24/06/13

O vale-tudo da unidade contra a troika esconde um nacionalismo larvar

Excerto de um artigo publicado no Passa Palavra sobre as considerações acríticas que presidem aos discursos a clamar por um governo de esquerda.

«Enganam-se os que em várias circunscrições políticas à esquerda pensam que basta a unidade de todos os opositores à austeridade para se desenvolver um novo caminho político seja no plano parlamentar e governativo, seja no plano que nos interessa discutir: o do avanço das lutas sociais e da internacionalização das reivindicações e das lutas dos trabalhadores.
Aliás, enganam-se duplamente.
Por um lado, porque não há maior debilidade política do que o recurso a critérios vazios de substância como o da unidade frentista a todo o custo. Uma vasta coligação não implica um acréscimo de intervenção e de poder para todos os intervenientes.
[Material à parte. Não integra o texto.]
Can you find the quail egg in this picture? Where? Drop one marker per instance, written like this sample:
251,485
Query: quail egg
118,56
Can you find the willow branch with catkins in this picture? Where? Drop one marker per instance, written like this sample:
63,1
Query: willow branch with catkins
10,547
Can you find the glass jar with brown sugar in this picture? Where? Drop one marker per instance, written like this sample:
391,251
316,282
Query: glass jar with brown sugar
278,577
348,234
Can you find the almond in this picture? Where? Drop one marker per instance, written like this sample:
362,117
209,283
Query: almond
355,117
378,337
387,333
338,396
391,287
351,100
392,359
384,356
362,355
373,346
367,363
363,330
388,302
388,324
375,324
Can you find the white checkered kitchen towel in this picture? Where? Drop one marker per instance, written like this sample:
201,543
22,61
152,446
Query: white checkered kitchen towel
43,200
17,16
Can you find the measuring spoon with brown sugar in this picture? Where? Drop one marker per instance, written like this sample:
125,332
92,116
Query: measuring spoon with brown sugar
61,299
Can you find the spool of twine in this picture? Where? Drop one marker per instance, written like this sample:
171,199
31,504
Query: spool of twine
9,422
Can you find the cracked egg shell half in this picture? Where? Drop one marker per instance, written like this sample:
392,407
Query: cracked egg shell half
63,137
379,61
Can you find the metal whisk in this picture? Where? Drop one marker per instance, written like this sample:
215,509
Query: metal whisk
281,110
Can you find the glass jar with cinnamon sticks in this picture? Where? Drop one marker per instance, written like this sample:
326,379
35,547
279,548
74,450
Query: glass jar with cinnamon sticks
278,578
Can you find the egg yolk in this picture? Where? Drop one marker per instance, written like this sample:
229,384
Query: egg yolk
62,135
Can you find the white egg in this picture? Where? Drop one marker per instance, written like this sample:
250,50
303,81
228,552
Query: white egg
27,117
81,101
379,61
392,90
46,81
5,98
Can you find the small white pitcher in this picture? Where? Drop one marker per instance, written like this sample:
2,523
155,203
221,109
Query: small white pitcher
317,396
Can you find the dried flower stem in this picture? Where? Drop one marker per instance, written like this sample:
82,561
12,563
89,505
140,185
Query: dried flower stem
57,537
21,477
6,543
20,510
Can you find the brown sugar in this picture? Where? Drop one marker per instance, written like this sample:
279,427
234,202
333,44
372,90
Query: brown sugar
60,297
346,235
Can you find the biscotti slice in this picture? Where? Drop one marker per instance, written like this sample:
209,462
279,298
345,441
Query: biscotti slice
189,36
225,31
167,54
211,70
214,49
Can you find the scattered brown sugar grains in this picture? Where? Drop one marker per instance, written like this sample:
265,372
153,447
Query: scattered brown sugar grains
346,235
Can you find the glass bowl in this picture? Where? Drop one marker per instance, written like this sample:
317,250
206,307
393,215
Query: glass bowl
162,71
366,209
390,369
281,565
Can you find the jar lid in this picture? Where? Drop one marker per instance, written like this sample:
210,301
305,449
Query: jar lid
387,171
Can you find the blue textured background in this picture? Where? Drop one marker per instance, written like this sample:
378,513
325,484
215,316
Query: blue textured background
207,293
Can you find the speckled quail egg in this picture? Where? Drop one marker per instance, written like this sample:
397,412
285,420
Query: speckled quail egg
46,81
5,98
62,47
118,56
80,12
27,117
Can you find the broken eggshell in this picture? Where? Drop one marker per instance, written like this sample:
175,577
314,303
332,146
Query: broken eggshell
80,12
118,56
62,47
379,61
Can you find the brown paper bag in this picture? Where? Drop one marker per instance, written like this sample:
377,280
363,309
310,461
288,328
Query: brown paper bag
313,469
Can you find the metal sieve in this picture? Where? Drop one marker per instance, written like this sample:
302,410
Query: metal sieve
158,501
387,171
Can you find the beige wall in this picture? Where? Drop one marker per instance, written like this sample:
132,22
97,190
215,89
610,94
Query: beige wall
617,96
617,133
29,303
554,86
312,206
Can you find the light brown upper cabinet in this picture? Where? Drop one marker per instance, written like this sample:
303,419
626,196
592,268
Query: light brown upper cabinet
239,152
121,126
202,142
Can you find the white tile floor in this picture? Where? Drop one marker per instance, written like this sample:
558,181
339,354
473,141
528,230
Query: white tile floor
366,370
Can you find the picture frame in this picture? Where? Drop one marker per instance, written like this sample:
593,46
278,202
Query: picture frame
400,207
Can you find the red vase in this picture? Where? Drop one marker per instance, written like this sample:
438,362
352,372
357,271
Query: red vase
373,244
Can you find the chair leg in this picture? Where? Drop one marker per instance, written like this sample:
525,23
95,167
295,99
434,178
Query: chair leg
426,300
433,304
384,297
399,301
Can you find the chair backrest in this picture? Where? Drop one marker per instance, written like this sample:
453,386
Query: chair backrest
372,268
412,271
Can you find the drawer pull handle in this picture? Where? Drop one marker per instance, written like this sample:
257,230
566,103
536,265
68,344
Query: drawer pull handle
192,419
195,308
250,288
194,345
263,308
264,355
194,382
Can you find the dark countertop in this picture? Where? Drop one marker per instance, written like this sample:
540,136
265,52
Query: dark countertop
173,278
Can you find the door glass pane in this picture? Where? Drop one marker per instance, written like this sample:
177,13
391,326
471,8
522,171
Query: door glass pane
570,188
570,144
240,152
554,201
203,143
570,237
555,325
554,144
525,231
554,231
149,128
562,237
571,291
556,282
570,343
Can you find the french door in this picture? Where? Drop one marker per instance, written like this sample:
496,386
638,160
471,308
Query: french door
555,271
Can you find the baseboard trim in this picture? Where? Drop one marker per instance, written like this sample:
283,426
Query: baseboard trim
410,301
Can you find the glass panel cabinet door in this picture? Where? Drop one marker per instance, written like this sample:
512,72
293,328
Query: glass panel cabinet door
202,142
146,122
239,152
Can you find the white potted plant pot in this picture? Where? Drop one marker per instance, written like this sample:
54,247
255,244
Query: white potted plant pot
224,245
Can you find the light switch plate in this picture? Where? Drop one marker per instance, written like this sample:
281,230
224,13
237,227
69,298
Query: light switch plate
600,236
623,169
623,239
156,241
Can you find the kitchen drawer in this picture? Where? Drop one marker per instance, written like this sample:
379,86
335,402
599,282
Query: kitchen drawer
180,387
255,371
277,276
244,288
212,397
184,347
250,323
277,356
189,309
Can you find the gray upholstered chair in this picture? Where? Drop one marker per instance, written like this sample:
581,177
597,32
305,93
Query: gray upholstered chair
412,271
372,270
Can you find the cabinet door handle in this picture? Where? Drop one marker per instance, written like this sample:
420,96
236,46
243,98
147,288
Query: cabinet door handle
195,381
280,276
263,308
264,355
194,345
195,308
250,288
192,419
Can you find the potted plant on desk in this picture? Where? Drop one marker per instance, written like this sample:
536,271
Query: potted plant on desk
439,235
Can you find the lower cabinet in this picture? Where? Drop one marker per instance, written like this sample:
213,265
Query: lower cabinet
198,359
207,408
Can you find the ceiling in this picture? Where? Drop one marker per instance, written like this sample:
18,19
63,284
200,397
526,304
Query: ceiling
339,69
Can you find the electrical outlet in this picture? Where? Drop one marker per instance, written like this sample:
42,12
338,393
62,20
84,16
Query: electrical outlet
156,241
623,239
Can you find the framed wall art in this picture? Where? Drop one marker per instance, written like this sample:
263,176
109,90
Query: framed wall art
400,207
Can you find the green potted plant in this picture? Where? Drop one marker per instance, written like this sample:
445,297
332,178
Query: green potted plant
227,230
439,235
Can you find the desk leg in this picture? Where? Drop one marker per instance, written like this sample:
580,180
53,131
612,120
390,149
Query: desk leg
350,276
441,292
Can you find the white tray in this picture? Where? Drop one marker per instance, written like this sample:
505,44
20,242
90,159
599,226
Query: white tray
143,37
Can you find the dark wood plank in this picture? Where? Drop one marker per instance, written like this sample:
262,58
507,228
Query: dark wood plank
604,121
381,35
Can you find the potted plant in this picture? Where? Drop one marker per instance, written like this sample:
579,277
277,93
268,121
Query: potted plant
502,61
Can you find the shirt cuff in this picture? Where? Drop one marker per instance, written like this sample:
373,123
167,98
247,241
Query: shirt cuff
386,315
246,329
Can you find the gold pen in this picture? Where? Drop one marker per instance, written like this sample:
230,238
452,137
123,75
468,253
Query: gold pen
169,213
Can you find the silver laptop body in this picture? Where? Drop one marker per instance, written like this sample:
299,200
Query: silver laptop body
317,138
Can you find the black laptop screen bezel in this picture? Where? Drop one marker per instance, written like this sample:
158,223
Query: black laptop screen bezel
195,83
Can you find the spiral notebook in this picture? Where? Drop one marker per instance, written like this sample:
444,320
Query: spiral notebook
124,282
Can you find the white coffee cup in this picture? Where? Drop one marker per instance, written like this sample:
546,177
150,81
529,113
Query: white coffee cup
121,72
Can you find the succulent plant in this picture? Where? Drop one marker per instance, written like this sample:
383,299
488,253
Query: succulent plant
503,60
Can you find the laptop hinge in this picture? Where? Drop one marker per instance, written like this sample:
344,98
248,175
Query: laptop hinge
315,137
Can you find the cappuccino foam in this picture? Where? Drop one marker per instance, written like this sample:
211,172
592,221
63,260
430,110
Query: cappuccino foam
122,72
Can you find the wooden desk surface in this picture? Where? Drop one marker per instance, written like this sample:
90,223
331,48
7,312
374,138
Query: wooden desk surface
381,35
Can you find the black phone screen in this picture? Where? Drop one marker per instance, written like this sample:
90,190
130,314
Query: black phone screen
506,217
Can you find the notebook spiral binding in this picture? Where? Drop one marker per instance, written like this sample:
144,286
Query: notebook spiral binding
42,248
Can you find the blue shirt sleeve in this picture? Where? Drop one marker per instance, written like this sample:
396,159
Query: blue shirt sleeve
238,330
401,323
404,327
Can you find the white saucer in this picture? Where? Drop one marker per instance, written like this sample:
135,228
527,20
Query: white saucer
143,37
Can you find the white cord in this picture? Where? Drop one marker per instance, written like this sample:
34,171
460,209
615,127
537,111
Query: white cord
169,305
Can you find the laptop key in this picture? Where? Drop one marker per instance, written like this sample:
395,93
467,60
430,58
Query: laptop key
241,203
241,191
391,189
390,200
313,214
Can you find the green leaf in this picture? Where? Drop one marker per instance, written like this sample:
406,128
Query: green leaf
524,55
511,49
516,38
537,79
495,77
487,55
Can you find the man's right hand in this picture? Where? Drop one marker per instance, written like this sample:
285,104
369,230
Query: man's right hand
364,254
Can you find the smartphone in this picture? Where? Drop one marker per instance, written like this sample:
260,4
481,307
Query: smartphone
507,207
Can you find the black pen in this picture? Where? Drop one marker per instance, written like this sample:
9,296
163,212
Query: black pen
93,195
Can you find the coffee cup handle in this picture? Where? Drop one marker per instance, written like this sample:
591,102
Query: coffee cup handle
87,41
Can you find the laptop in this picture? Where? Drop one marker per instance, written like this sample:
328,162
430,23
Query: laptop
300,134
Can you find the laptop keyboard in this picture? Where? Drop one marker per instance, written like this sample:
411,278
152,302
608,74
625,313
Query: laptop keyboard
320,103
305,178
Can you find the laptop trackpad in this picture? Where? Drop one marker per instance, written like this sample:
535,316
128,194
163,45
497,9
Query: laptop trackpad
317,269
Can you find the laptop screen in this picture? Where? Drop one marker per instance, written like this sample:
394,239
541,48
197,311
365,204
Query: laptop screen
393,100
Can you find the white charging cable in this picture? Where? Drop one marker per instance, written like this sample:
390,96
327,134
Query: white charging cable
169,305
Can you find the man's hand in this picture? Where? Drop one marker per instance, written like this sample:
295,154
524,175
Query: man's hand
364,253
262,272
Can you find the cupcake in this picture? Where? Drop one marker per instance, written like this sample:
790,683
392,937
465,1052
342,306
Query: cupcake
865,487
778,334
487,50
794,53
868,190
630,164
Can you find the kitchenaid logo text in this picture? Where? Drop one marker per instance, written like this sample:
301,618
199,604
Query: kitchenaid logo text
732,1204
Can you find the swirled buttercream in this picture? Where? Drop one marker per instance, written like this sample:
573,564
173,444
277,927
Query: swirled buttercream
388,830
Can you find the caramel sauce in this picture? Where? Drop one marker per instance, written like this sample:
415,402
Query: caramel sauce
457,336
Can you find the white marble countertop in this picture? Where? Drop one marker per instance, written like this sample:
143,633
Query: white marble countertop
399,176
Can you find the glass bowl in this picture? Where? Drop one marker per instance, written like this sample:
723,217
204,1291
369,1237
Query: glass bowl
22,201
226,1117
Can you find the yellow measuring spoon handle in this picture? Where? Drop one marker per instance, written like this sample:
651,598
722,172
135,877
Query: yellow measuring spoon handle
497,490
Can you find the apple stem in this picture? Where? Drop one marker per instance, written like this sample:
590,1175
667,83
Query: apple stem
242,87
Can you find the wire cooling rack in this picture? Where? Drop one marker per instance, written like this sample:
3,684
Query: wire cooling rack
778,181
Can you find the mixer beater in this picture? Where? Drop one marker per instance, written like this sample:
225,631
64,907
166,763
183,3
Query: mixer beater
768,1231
Os que pensam na participação a todo o custo num actual governo de esquerda, e pensam que isso será apenas mais um normal exercício de poder, esquecem não só que não basta ser governo para resolver o que quer que seja. Como esquecem que só os que têm consciência de que essa coligação frentista é um meio para reorganizar os pólos de poder no Estado e que só os que actuam numa tal coligação frentista com os seus reais motivos ocultos e bem definidos, só esses podem aspirar a vencer. E a vitória dos nacionalistas nunca será apenas uma vitória parlamentar. Será sempre uma vitória alicerçada na tentativa de instauração de um capitalismo assente nos mecanismos da mais-valia absoluta e num regime político estatista de contornos autoritários que, num caso extremo, podem abrir caminho a uma nova forma de fascismo.
Por outro lado, o abandono de uma linha reivindicativa própria da classe trabalhadora em torno do emprego, dos salários e da solidariedade internacional entre os trabalhadores, em prol da definição de linhas políticas assentes na “salvação da economia nacional”, do “bem do país” ou contra a troika que está a “destruir Portugal e os portugueses”, contribui apenas para povoar as estradas do nacionalismo.
A pretexto do enfoque unilateral da crítica política ao governo e à troika, os silêncios e as conivências de europeístas, internacionalistas e mesmo de anticapitalistas com os sectores nacionalistas do PCP e da CGTP são por si só demonstrativos de uma perigosa evolução. Se são poucos os anticapitalistas que realmente criticam os inimigos externos e internos no seio da classe trabalhadora, pode concluir-se que o campo nacionalista à esquerda já conseguiu neutralizar e amarrar grande parte dos que se designam como anticapitalistas.
A tragédia que ameaça os trabalhadores portugueses e os imigrantes residentes em Portugal não se resume à perda do emprego, de rendimentos e de condições de vida. À tragédia concreta da austeridade que assola a classe trabalhadora soma-se a tragédia política de uma esquerda que em Portugal é a ponta-de-lança da difusão de uma ideologia nacionalista e de soluções ainda mais nefastas para a vida concreta dos trabalhadores. A ausência de uma dupla crítica à austeridade desenvolvida pelos capitalistas, e aos elementos que se propõem combatê-la com o nacionalismo económico e político, só redundará num prolongamento da austeridade.»